Options traders have moved more defensively over the past two weeks. The put/call ratio is running at 0.74 — up sharply from the 0.42–0.46 range that prevailed through mid-April — and is about 1.25 standard deviations above its 20-day average of 0.57. That's approaching but not yet at the year's high of 0.78, which hit on May 4. The shift is clear: since late April, hedging demand has risen materially. It's consistent with investors protecting gains (or limiting further downside) rather than reaching aggressively for recovery exposure.
The fundamental setup is not without its support. The bull case rests on OCS platform expansion and a 20–25% revenue growth guide, with consensus revenue estimates around $734 million and EBITDA near $168 million. On a trailing P/E of 33x and EV/EBITDA of 17.5x — both compressing over the past month — the valuation is cheaper than it was, though still demands execution. Goldman Sachs Asset Management added 441,000 shares in Q1, and T. Rowe Price built its position by nearly 172,000 shares in the same period, providing a degree of institutional conviction behind the recent weakness. The founder and CEO, Waleed Hassanein, trimmed 52,000 shares in Q1 but still holds a 1.6% stake — worth monitoring but not unusual in the context of planned selling.

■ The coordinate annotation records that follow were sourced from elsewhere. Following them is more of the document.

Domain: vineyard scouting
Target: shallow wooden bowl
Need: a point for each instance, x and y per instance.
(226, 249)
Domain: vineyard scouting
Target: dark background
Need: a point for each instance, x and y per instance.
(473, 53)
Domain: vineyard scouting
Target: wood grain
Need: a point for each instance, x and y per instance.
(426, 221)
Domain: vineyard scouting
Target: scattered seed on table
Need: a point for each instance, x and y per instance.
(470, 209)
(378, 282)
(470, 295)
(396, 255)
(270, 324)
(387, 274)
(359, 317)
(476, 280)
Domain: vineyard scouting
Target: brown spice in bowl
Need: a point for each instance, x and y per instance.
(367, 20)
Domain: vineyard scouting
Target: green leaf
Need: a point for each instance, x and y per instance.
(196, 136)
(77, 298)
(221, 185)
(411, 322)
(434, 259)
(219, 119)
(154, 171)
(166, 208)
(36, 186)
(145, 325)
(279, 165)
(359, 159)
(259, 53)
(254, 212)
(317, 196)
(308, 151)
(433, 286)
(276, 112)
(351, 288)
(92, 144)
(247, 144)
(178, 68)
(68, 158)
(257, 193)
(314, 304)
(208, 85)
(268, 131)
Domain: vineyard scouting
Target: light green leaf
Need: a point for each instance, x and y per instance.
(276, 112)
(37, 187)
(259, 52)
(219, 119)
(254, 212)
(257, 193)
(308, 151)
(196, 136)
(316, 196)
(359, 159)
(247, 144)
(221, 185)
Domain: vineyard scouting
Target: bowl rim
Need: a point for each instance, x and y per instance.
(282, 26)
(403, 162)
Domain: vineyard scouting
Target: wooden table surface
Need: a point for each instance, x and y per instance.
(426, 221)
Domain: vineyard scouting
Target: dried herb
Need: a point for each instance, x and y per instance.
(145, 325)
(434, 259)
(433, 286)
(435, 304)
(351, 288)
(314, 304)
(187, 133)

The next scheduled event is May 20 — either a further update or a catalyst that resets the short thesis in one direction. With shorts still heavy, options tilted defensive, and analysts recalibrating targets in real time, the May 20 print becomes less about whether TransMedics is growing and more about whether the new, lower expectations bar has been set conservatively enough to allow a positive surprise.